Bu muhteşem veriye ulaşmak için dünya çapında işbirliği gerekti. Dünya’dan 500 milyon trilyon km (500 kentilyon km, yaklaşık 53 milyon ışık yılı) uzaktaki kara deliğin fotoğrafını çekmek için dünyanın farklı bölgelerinde yer alan 13 teleskop kullanıldı. Tabi bu teleskoplar pek çok çanaktan oluşan radyo teleskop dizileri de içeriyor.
Bu eşsiz test sayesinde Einstein’ın uzay-zaman doğasında ortaya çıkabilecek teorilerini incelemek için muhteşem bir fırsat doğdu. Böylece evrende kara deliklerin aldığı role ilk kez bu kadar yakından bakılıyor.
Uzun lafın kısası , Einstein haklıydı.
İmkansızı Yakalamak
Kara deliklerin uzayda kapladıkları kütle çok büyük ve yoğun olduğundan, ortaya çıkan kütleçekim etkileşiminden ışık bile kaçamaz. Görevi nerdeyse imkansız kılan şey, arka planı siyah olan bir yüzeyde siyah bir damla aramaktan ibaret gibi.
Fakat Stephen Hawking’in çığır açıcı çalışması sayesinde artık bu devasa cüsselerin sadece karanlık boşluklardan ibaret olmadığını biliyoruz. Bu karadelikler sadece dev plazma jetleri yaymakla kalmıyor, aynı zamanda sahip olduğu yoğun kütleçekimi ile maddeyi çekirdeğe çekiyor.
Madde kara deliğin olay ufkuna yaklaştıkça (ışığın bile kaçamayacağı nokta) yörüngeleşen bir halka oluşturuyor. Bu halkadaki madde sürtünmeyle beraber bir miktar enerjiyi dönüştürerek onu diğer madde parçacıklarıyla ovalıyor.
Sanki soğuk havada ellerimizi birbirimize sürter gibi bu halkada benzeri şekilde ısınıyor. Maddeler birbirine yaklaştıkça daha büyük bir sürtünme kuvveti yaratıyor . Madde olay ufkuna yaklaştıkça yüzlerce güneşin yaydığı ısıyı yayarak olay ufkunda parlıyor. İşte EHT kara deliğin silüeti boyunca bu ışığı tespit etti.
Bu görüntüyü oluşturma için çok büyük bir veriyi analiz etmek gerekiyor.

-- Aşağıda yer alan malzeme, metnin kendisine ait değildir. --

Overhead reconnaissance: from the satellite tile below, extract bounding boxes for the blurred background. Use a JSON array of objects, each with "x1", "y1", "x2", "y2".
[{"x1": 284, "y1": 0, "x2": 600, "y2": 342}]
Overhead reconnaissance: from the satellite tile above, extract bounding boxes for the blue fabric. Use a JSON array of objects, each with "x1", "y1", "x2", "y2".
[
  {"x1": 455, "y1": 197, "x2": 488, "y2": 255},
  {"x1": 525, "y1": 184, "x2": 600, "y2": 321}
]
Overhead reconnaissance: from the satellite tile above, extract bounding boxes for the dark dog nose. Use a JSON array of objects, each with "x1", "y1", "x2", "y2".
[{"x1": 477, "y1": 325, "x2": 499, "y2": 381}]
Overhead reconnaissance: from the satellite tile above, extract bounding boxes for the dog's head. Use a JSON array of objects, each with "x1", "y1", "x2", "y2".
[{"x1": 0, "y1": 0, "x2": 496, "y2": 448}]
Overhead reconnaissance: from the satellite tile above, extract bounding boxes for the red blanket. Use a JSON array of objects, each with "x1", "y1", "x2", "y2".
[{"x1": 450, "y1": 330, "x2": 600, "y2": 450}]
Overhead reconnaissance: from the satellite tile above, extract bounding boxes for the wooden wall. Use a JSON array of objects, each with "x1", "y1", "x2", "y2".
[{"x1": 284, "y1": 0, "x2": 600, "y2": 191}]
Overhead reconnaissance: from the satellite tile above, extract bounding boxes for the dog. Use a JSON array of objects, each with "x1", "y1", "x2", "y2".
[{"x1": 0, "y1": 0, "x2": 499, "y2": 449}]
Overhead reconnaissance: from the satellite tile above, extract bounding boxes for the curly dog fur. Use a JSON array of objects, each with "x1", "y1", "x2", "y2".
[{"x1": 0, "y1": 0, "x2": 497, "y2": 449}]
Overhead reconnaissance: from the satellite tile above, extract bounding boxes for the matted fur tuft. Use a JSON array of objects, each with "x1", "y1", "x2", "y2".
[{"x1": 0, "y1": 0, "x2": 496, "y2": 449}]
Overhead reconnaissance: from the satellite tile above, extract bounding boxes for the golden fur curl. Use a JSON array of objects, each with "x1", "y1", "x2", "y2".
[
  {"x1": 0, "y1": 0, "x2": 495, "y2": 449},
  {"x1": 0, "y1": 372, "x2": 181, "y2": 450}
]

Bu kadar uzakta bir galakside yıldızları bile tek tek göremezken, merkezdeki kara deliği görmek çok zor bir iştir .
EHT ekibi iki yakın süpermasif kara deliği hedef seçti. Biri samanyolu’nun merkezindeki Sagittarius A*, diğeri de büyük eliptik M87 galaksisindeki kara delik.
Alınan görüntü ise M87’deki kara deliğe ait.

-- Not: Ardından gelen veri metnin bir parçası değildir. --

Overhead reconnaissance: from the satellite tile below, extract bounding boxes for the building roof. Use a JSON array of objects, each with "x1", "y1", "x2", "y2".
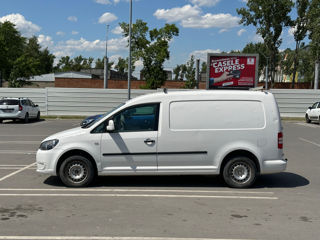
[
  {"x1": 54, "y1": 72, "x2": 92, "y2": 78},
  {"x1": 27, "y1": 73, "x2": 54, "y2": 82}
]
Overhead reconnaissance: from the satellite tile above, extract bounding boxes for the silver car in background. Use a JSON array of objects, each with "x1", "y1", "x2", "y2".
[{"x1": 0, "y1": 98, "x2": 40, "y2": 123}]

Bu işin ne kadar zor olduğunu anlamak için, Samanyolu’ndaki kara deliğin 4.1 milyon Güneş kütlesinde ve 60 milyon kilometre çapında olduğunu ve Dünya’ya uzaklığının 250.614.750.218.665.396 kilometre olduğunu düşünebilirsiniz. Bu sanki aya yerleştirilecek tek bir portakalın fotoğrafını çekmeye benziyor.
Bu kadar hassas bir ölçüm yapmak için çok hassas teleskoplara ihtiyacınız var. Bu nedenle ekip 100 milyon yılda 1 saniye hata yapan atom saatlerini kullandı.

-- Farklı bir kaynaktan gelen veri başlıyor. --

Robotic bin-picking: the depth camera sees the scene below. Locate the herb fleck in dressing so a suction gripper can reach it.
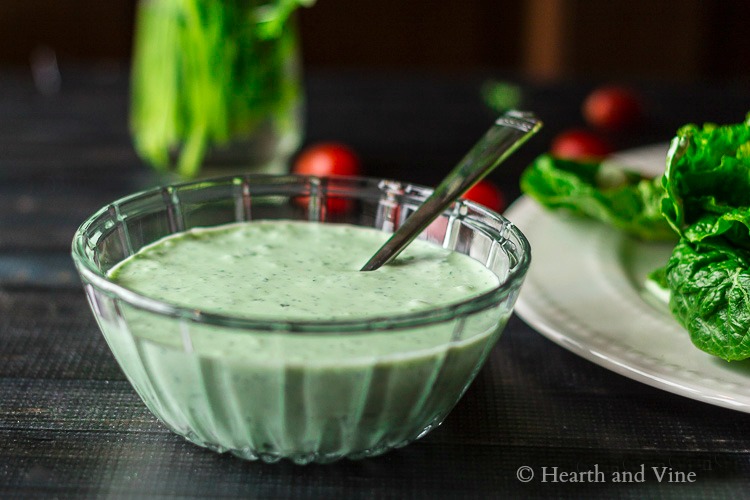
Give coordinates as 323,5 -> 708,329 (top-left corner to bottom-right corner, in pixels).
111,221 -> 498,320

Elde edilen veri 5000 tb yani 5 petabayt yer kaplıyordu. Bunu süper bilgisayara aktarıp, görüntüyü elde etmek ve zaman farklarını düzeltmek için algoritma geliştirildi.
Genel Rölativite Doğrulandı
Son yıllarda Einstein ‘ın genel görelelik teorisi iki önemli testten geçti. Ve Einstein yine haklı çıktı.
Einstein teorisinde yola çıkılarak yapılan tahminler, M87’deki kara deliğin yüksek doğrulukla görüntülenmesiyle uzay,zaman ve kütleçekim doğasıyla uyumlu görünüyor.
Kara deliğin merkezinin etrafında dönen maddenin hızına dair ölçümler, ışık hızına yakın olmakla beraber tutarlı görünüyor.
Bu görüntüden yola çıkarak, M87 kara deliğinin Güneş’in kütlesinden 6,5 milyar kat daha büyük olduğu ve 40 milyar km genişliğinde olduğu belirtildi. Yani Neptün’ün 200 yıllık Güneş yörüngesinden daha geniş.
Samanyolu’ndaki kara deliğin görüntüsü ise ışık çıkışının hızla değişmesinden dolayı oldukça zordu. Umarım, bu inanılmaz cisimlerin daha net görüntülerini elde etmek için yakında EHT dizisine daha fazla teleskop eklenir.
Bakalım Samanyolu Galaksisi’ndeki karadeliğin görüntüsü nasıl olacak.